Une autre équipe présente un dispositif plus complexe, faisant intervenir un jeu vidéo sur un écran de télévision que regardent les membres de la famille Ekdal. «En deux mots, quelle est la situation ?», interroge la professeure. «Nous avons voulu évoquer la volonté d’évasion de l’univers familial, répond l’étudiant metteur en scène. Hjalmar, qui ne réalise jamais ses projets, fuit la réalité par l’entremise du jeu vidéo. La petite Hedvig détruit ce monde artificiel en tirant sur l’écran où se déroule le jeu.»

«Malgré certaines incohérences, c’est intéressant parce que ça raconte quelque chose, relève Angela Konrad. Un jeu vidéo, pourquoi pas? La théâtralité est là. Mais lisez et relisez le fragment afin de dégager des éléments qui vous aideront à mieux saisir  la dynamique de l’action.»

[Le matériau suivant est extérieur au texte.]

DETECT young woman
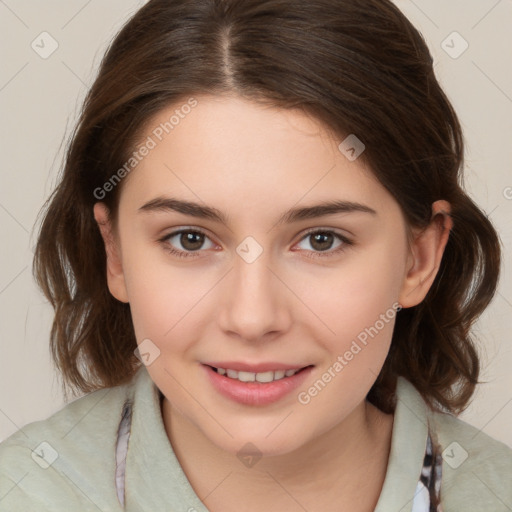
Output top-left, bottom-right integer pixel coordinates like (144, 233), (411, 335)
(1, 0), (511, 511)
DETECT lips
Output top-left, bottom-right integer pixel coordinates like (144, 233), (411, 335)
(202, 362), (314, 406)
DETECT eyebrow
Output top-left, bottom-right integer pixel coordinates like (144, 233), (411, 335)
(138, 196), (377, 226)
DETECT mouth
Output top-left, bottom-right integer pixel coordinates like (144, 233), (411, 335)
(202, 362), (315, 406)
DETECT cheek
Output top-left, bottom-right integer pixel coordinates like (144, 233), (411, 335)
(301, 238), (406, 341)
(296, 241), (407, 413)
(119, 240), (194, 346)
(293, 246), (405, 426)
(121, 245), (225, 364)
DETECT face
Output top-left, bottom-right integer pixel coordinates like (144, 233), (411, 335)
(95, 94), (447, 457)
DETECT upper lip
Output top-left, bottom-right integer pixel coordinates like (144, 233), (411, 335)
(203, 362), (311, 373)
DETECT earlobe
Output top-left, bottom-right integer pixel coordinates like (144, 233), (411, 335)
(399, 200), (453, 308)
(93, 202), (129, 303)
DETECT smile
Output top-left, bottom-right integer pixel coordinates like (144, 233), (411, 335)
(202, 363), (314, 406)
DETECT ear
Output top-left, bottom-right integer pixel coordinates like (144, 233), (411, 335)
(398, 200), (453, 308)
(93, 202), (129, 303)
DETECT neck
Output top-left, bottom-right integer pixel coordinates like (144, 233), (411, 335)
(162, 397), (394, 511)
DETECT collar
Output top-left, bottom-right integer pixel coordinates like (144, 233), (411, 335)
(124, 367), (209, 511)
(374, 376), (430, 511)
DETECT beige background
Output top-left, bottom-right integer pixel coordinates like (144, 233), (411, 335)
(0, 0), (511, 448)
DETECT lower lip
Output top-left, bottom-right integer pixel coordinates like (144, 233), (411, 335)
(202, 364), (314, 406)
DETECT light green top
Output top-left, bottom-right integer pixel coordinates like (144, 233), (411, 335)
(1, 366), (511, 511)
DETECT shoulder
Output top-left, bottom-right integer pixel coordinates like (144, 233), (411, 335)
(0, 374), (137, 511)
(427, 406), (512, 511)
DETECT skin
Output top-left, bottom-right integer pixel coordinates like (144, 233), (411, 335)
(94, 94), (452, 511)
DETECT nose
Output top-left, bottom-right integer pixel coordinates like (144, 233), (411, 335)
(217, 248), (292, 343)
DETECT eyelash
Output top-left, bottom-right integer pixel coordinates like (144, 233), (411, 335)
(158, 228), (354, 260)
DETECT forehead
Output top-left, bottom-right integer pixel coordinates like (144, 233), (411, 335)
(119, 94), (396, 219)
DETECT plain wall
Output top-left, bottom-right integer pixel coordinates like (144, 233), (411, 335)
(0, 0), (511, 448)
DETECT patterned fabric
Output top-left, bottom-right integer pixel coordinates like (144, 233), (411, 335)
(411, 433), (443, 511)
(114, 398), (443, 510)
(115, 400), (133, 507)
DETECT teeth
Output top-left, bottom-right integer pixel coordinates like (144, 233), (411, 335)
(238, 371), (256, 382)
(255, 371), (274, 383)
(215, 367), (301, 382)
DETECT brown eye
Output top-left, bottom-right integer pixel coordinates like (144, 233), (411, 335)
(309, 232), (335, 251)
(179, 231), (205, 251)
(295, 229), (353, 259)
(160, 229), (216, 258)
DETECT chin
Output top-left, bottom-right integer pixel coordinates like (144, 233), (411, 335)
(202, 423), (309, 459)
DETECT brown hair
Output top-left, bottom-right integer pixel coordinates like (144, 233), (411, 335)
(33, 0), (501, 413)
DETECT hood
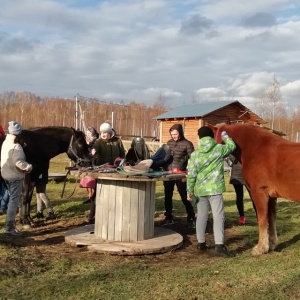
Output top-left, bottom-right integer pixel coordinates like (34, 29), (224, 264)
(197, 136), (216, 153)
(169, 124), (184, 139)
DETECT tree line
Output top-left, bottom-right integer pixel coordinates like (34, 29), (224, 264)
(0, 82), (299, 142)
(0, 92), (167, 140)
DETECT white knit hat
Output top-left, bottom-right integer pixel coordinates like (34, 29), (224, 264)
(99, 122), (113, 134)
(8, 121), (22, 135)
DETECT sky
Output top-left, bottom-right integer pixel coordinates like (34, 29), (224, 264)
(1, 0), (300, 112)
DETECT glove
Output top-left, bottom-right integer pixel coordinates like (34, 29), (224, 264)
(25, 164), (32, 173)
(221, 131), (229, 141)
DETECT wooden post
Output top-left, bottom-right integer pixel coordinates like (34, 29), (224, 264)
(94, 178), (156, 242)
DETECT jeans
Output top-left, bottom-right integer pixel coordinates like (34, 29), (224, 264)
(0, 181), (9, 210)
(163, 180), (195, 220)
(5, 179), (23, 223)
(196, 194), (225, 245)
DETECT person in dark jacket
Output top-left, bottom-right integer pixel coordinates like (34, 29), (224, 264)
(226, 154), (256, 225)
(162, 124), (195, 228)
(92, 122), (125, 166)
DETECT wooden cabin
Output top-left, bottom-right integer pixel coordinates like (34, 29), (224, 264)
(154, 100), (266, 145)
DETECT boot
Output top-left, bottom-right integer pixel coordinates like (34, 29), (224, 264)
(88, 200), (96, 224)
(197, 242), (208, 251)
(214, 244), (235, 258)
(83, 198), (91, 204)
(35, 211), (45, 219)
(4, 221), (24, 236)
(45, 211), (56, 220)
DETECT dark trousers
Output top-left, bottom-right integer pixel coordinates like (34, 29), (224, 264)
(233, 184), (244, 217)
(233, 184), (257, 217)
(163, 180), (195, 220)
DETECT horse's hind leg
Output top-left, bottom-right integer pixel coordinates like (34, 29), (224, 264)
(268, 197), (278, 251)
(250, 190), (270, 256)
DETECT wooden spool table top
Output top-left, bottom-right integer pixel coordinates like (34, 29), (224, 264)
(70, 168), (186, 182)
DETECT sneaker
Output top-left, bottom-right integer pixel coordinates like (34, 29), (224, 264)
(45, 212), (56, 220)
(35, 211), (45, 219)
(239, 216), (246, 225)
(197, 242), (208, 251)
(215, 244), (235, 258)
(187, 218), (196, 229)
(4, 227), (24, 236)
(161, 217), (174, 227)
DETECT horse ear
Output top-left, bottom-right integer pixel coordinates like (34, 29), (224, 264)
(70, 127), (77, 134)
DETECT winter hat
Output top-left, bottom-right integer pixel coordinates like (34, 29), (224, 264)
(198, 126), (214, 139)
(8, 121), (22, 135)
(99, 122), (113, 134)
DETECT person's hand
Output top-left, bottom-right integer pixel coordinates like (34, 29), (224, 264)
(187, 194), (193, 201)
(25, 164), (32, 173)
(221, 131), (229, 141)
(181, 177), (187, 183)
(91, 148), (96, 156)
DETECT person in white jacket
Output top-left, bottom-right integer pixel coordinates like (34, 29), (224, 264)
(0, 121), (32, 236)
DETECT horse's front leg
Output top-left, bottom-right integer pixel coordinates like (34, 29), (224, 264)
(268, 197), (278, 251)
(250, 190), (270, 256)
(20, 178), (36, 228)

«La présence de la technologie sur scène ne doit pas faire écran au propos de l’auteur, comme c’est trop souvent le cas. Le texte a toujours raison. Restez près du texte.»

«Le texte a toujours raison»

«Jusqu’à quel point peut-on utiliser la technologie pour réactualiser un texte, sans le trahir, sans lui faire dire autre chose que ce qu’il dit vraiment?», demande un étudiant. «C’est une question complexe, répond Angela Konrad. Il ne suffit pas, par exemple, de faire prononcer à Hamlet la formule words, words, words avec un ordinateur portable entre les mains pour réactualiser le classique de Shakespeare. Qu’est-ce que ça nous raconte sur Hamlet? La présence de la technologie sur scène ne doit pas faire écran au propos de l’auteur, comme c’est trop souvent le cas. Le texte a toujours raison. Restez près du texte.»

Pour la dernière présentation, celle avec le vidéoprojecteur, les étudiants ont choisi le fragment dans lequel Hjelmar confronte pour la première fois sa femme Gina à propos de sa paternité. Le studio est plongé dans le noir et une musique douce, mais dramatique, se fait entendre. L’arrivée de Hjelmar, dont le corps est illuminé, crée un effet saisissant. «C’est une très belle proposition, un tableau vivant, dit la professeure. Ici, le dispositif technique est au service de la pièce.»

Épilogue

Au moment où le cours se termine, des étudiants affichent un sourire détendu, satisfaits du travail accompli. D’autres continuent de commenter ce qu’ils ont vu. Dans quelques semaines, ils devront livrer le produit final.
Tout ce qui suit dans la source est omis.